Batten's Gabrielle Adams and Lucy Bassett Receive UVA's Prestigious All-University Faculty Teaching Award

This past year, teaching professors “kicked it up a notch” in expressing compassion and positivity, not only to keep students engaged, but also to build trust and be there as everyone struggled with the difficult times.
This past year, teaching professors “kicked it up a notch” in expressing compassion and positivity, not only to keep students engaged, but also to build trust and be there as everyone struggled with the difficult times.

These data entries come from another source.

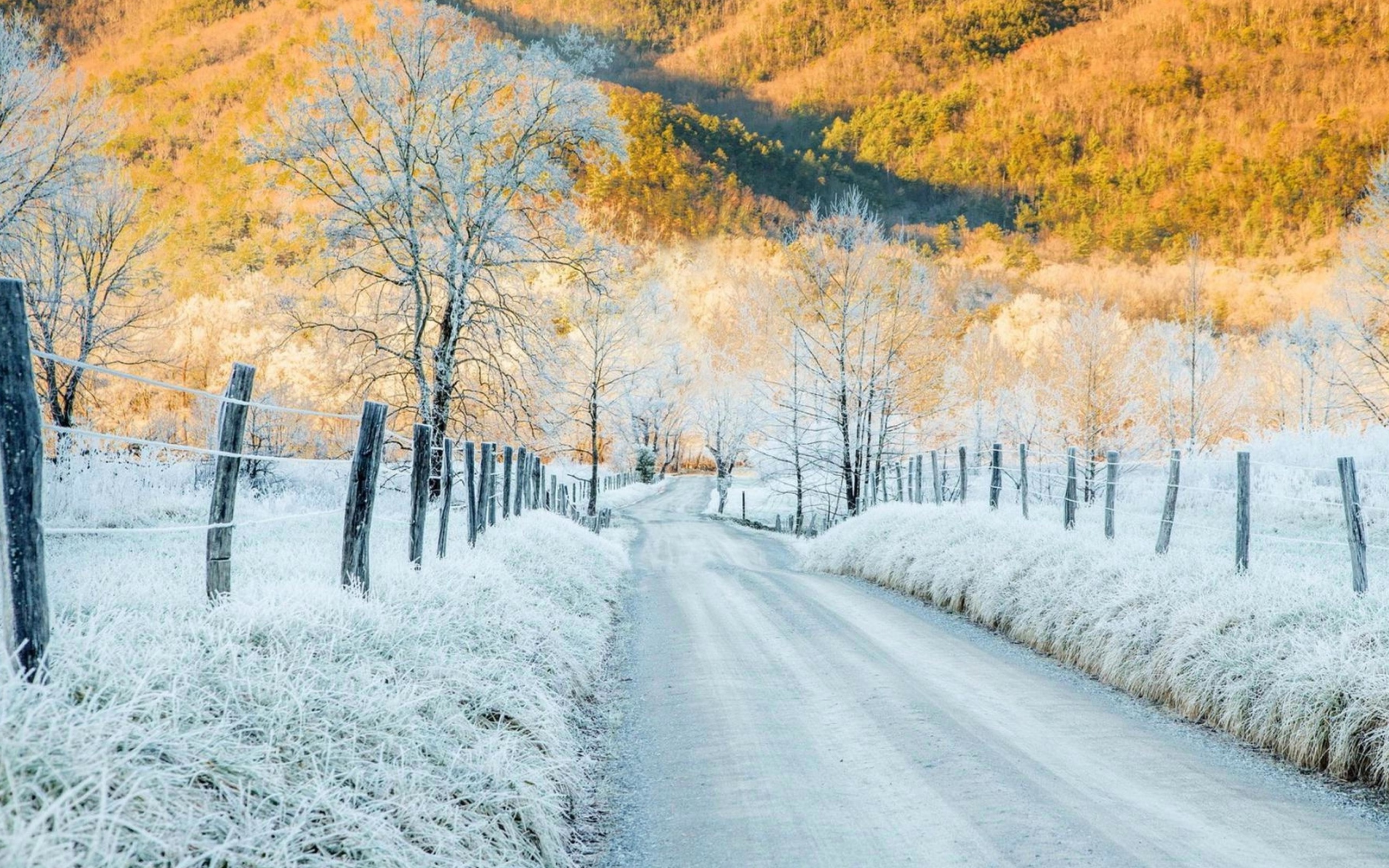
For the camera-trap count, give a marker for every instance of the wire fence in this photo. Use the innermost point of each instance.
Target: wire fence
(494, 482)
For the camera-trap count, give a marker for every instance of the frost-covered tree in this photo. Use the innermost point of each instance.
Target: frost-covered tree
(82, 254)
(859, 304)
(598, 355)
(443, 165)
(727, 417)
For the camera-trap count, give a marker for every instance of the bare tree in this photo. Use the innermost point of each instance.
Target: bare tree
(445, 163)
(1365, 291)
(727, 418)
(82, 257)
(601, 327)
(48, 127)
(859, 303)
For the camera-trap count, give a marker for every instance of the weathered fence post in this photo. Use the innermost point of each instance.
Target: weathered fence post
(995, 475)
(361, 496)
(492, 488)
(1174, 477)
(1023, 477)
(1355, 525)
(935, 478)
(1242, 512)
(231, 430)
(470, 474)
(537, 482)
(445, 497)
(418, 490)
(1112, 478)
(26, 628)
(1068, 506)
(487, 467)
(507, 456)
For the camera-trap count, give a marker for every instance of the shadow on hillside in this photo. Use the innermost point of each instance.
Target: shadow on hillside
(901, 200)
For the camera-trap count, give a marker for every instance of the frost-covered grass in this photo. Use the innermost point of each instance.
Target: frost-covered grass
(432, 724)
(1284, 656)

Batten's Gabrielle Adams and Lucy Bassett were two of only nine UVA faculty to receive the prestigious All-University Faculty Teaching Award this year. Despite many challenges posed by the pandemic, Adams and Bassett demonstrated outstanding skill, compassion and creativity in keeping students engaged in virtual classes and relating their subject material to daily life.

“This year’s teaching award winners reflect the hard work, creativity and dynamism we see from all of our faculty, every day,” Liz Magill, executive vice president and provost, said. “Especially this year, our awardees have created learning environments to engage students and support their best learning in an unusual and challenging environment. They have fostered intellectual excitement and resiliency at a time when our students needed both more than ever.”

Here are some of the practices that make these professors stand out and garner their students’ insistence that these award-winning teachers are the best professors they have had at the University of Virginia.

All-University Faculty Teaching Awards

Gabrielle Adams
Assistant Professor of Public Policy and Psychology, Frank Batten School of Leadership and Public Policy

Gabrielle Adams’ students said they were amazed at how she made 2½ hours on Zoom go by so quickly. She teaches courses such as “Foundations of Behavioral Science,” which prompted one student to write:

“It’s a rare and powerful experience when one professor can make you rethink how you interact with the world. Professor Adams was so influential because her teachings made me analyze and change my own behavior, and they formed the bedrock of my academic learning at UVA. Her emphases on heuristics [ways of making decisions more quickly using mental shortcuts; these shortcuts can take the form of stereotypes and biases or introduce other errors] and situationism led me to understand that we’re much less in control of our behavior than we’d like to think, especially when we’re unaware of the social forces which shape our perspectives. Her excellent teaching abilities have impacted my perspective in my other classes, for I understand political, sociological and historical systems as influencing our actions, but which also form what we consider actionable.”

Lucy Bassett
Associate Professor of Practice and Public Policy, Frank Batten School of Leadership and Public Policy

Three years ago, Bassett made “a life-changing career shift from policy professional to professor,” she wrote in her reflective teaching statement.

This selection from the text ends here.